Once upon a time, in 1950 A.D., I scraped together some money, and with full support from my bride, Betts, a 21 year old mother of two boys, went into the weekly newspaper business.
We purchased the noisiest and most trustworthy of ancient flat bed presses, a "Country Campbell" (Matk Twain's favorite !)- --and a Model One linotype machine.
My education in printing took place five years earlier at the Toccoa Record. I wasn’t speedy, but I was fairly proficient and the Model One was the machine for linotype dummies.
It had only one case and errors were easily correctable. It was also less likely to spit hot metal at the operator than more sophisticated linotypes.
We installed the press first. It was an oscillating dinosaur, and one needed to stand on a stool about kitchen chair height to feed its. It would grasp the large sheet of paperfrom a tilted oaken table slab with "teeth" and take it around and across the locked-in chase of type positioned on the flat bed as it clanged back and forth underneath the large drum that delivered the paper.
When we got the press in and it was working really neatly, we had to build an extra "room" behind the press, about 12 feet deep and as wide as the garage door, to enclose the linotype machine indoors. With the editor’s desk and the business manager’s desk, there was no lateral room for the linotype machine.
(Here, it occurs to me that there must be, now in 2006, at least a generation—maybe two– unfamiliar with a "linotype". It was a tall conglomeration of rotors, levers and tracks with a large "case" slanted on top, a pot of molten lead / babbitt print metal held at a perfect temperature–and the most beautiful, sensitive keyboard that only a crazy man like the inventor Merggenthaler could have invented. You sat at the keyboard and barely touched the keys and the matrices, brass thumb-sized plates with jagged distinct carrier edges inside, fell into delicious symmetry, forming a line of mirror image words. A lever on the right side of the keyboard sent the line of matrices to the type metal pot orifice, and a perfect slug of 11 picas (less than two inches) dropped into a "stick" or tray. It was, to coin a phrase, perfect. Only my Llewellen setter Jack had a higher value for me.
(Except for Betts and the boys, of course, but I didn’t OWN them... They owned me!)

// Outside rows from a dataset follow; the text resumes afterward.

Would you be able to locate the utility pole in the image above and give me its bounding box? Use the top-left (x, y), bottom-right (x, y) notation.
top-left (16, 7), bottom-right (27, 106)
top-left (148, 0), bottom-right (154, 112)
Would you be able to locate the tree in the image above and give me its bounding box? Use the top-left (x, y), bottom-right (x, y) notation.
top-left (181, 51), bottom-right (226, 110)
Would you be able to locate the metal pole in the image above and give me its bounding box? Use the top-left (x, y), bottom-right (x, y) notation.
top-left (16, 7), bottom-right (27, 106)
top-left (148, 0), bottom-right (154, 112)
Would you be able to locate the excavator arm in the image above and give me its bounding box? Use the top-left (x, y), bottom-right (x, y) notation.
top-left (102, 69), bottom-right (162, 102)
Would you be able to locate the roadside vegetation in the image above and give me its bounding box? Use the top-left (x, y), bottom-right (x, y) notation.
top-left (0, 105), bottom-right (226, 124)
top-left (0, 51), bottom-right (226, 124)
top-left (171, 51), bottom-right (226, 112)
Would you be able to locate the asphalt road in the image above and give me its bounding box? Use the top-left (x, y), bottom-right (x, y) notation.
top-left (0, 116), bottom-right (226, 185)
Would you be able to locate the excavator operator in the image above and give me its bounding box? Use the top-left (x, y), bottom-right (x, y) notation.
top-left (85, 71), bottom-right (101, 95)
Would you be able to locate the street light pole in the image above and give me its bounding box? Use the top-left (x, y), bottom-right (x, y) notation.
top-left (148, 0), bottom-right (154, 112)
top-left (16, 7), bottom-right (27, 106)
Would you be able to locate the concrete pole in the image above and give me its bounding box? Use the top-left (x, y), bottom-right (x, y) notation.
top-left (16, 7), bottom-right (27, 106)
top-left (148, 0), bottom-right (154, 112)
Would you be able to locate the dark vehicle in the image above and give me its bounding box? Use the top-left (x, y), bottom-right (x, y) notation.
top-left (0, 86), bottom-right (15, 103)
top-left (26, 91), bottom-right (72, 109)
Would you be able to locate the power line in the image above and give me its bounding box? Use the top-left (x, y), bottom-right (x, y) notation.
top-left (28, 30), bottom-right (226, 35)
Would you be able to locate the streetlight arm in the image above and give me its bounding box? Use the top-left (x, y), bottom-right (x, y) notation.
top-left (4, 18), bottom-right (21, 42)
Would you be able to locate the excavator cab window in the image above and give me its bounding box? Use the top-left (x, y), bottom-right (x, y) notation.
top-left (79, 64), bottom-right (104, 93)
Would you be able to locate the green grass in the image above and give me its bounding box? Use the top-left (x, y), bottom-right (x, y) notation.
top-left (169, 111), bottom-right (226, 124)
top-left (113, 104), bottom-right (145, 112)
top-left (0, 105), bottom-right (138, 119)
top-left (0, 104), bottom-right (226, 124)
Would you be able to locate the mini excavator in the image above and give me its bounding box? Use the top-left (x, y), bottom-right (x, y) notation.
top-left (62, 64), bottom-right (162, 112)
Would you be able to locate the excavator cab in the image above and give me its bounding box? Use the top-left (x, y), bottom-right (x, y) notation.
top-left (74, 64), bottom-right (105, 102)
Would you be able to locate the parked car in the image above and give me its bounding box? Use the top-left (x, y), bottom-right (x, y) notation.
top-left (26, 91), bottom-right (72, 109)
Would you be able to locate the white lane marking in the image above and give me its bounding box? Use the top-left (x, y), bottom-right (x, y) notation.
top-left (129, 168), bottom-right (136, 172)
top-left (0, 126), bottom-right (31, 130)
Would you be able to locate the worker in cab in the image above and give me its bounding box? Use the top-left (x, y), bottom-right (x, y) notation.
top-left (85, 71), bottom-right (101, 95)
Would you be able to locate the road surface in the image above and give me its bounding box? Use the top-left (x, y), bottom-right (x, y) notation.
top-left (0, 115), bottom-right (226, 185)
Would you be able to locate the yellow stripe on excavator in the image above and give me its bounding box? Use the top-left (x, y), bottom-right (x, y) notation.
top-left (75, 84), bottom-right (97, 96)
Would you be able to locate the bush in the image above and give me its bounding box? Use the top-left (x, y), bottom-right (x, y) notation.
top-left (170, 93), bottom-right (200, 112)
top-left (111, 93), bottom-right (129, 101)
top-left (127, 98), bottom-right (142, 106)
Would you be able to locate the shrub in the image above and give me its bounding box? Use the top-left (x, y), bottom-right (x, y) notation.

It looked complicated, but it was lovely, musical, hypnotic. And I was determined to do my own linotyping, though I had good friends in a nearby town who did it cheaper than I could.
Pride goeth !!!
Benny Buffington, a 17 year old black youth, was my constant fishing companion, the only "Nanny" the boys ever had, and just about my best friend ever.
He "volunteered" to feed the press. And he was a quick study. We was a fastidious, tireless worker. He was one of the wittiest humans I have ever known, and a frustrated entertainer. He called me "Mmm Bill" the "mister" hardly spoken, but proudly indicated in his vocal shorthand.
One evening when we had decided we were "ready" to do all the typesetting on the Model One, and all the justifying on our own "stone" and print the paper on our Campbell, we were very excited. "Pumped" would be the word today.
I was sitting at the linotype, exhibiting my lightest touch and making only about three typos every tem slugs, when Benny hollered at me from his pedestal.
"Muh Bill, lissen that !" He squalled.
(He NEVER put a vowel after the "MMM" in his salutation unless he caught a bigger fish, or danger flickered around his two minor charges, Mike and Keith.
"Lissen! It’s CLICKIN’ funny..."
"Oh, hell, Benny, it’s just a noisy ole....."
"Naw..NAW SIR ! Its makin’ a reeel funny extra noise! You caint hear over there ! You gotter come ‘ere and see!! It ain’t right!!" he yelled..all the while rythmically feeding sheets to the drum’s clips.
I finished a slug, moaned and got up slowly and dramatically, barely tolerantly approached Benny’s perch on the office side of the press.
Something went "Click-clack-BUMPETY BUM P" in the nether area of the old Campbell, as the bed traveled toward the printshop area.
"See?!! See?!! I tole you !!" Benny keened shrilly..
And then we were hypnotized by the same slo-mo vision always attendant in auto accidents.
Time struggled to pass. The huge, heavy press bed---I’ll guess it weighed 700 pounds-- shuddered on it’s reciprocating gearlines on its underside, and levitated... flew off the back end of the press, sailed to clip the back of my chair and slice my precious linotype machine in half !.
The only sounds were the whining of the large motor by the press, and the faint tinkling of the raining matrices on the concrete floor..
"She’s gone, ain’t she?" Benny murmured very softly, audibly.
" Yep", I said. "I guess that’s about it...Truly All She Wrote !" I giggled eerily.
So we walked over to the exit door. I reached up and pulled the main power switch on the old fuse box and we went over to the house to play with Betts and the boys.
Betts and I had a li’l drink. And that was the end of The Rural Citizen.